The old ways still work of course. Joining a session by manually typing in an IP address, using the server browser and so on is possible just like before.

Invite link page

Animation Timeline

While the previous version of Drawpile had some simple animation support, there’s now a full animation timeline in Drawpile. It lets you collaborate on a single animation together or do smaller animations as part of a larger canvas. You can also mix regular drawings and animations on a single canvas.

Read the page on animation for how to get this going.

Timeline and onion skins

Performance Improvements

The whole program has gotten significantly faster than it used to be.

It now makes use of multiple CPU cores so that big drawing operations no longer cause the entire application to chug. Many common operations have also been sped up using vector processing.

When you do something that affects the entire canvas, such as hiding a layer or switching view modes, it will now update the canvas gradually, rather than hanging the whole program during one big heave. The navigator will also no longer cause chugging, since it also uses these gradual updates.

New Community Servers

Okay, this isn’t really related to Drawpile 2.2, but there’s new servers that joined the roster of official community servers and they’re cool. You can find them on the communities page.

These servers are in different locations, so if you’re experiencing high latency, hosting on one of these other servers could improve it.
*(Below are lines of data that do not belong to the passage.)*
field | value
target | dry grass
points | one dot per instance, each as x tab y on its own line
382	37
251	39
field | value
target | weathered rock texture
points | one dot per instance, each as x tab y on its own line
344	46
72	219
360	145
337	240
Several of them also provider longer idle timeouts than pub.drawpile.net, so if you want to host sessions that keep going over multiple days, you can do so on them.

And Much More

There’s a lot of other stuff that changed.

  • You can increase the undo limit up to 255 under Session → Undo Limit. Before, it was capped at 30.
  • The flood fill tool now has gap closing, feathering and a size limit you can actually see. See the page on the flood fill tool for details.
  • Drawpile now uses 15 bit color channels rather than 8 bit, which prevents the funky artifacts that used to happen when painting with low opacity.
  • Indirect drawing mode now works propely. It’s also known as Wash mode or Opacity (as opposed to Flow) mode in other programs.
  • You can configure canvas shortcuts more freely now, allowing you to e.g. zoom the canvas by just scrolling, rather than having to hold Ctrl for it.
  • You can change the canvas background only for yourself via Edit → Canvas Background → Set Local Background. If someone is using a blindingly white canvas background, you can set this to something less eye-searing this way (or vice-versa, if you’re into that.)
  • Transforms now have the option between bilinear and nearest-neighbor interpolation, the latter is useful for pixel art. The transform preview is also now actually accurate, shown on the correct layer and with the proper blend mode, rather than just being a graphic on top that didn’t accurately represent what the result would look like.
  • There’s now a color swatch on top of the color wheel, sliders and palette that shows the most recent set of colors used.
  • Added shortcuts for stuff like switching to Recolor mode, picking a color from the screen, swapping brush slots, resetting a brush to the last preset and more.
  • Drawpile now has a channel on the libera.chat IRC network.

And probably still more stuff. You can read the changelogs of the development versions of Drawpile 2.2 in the news section of the website if you’re interested in the whole gamut.

There’s also a development blog that’s updated regularly and talks about the stuff that’s being worked on.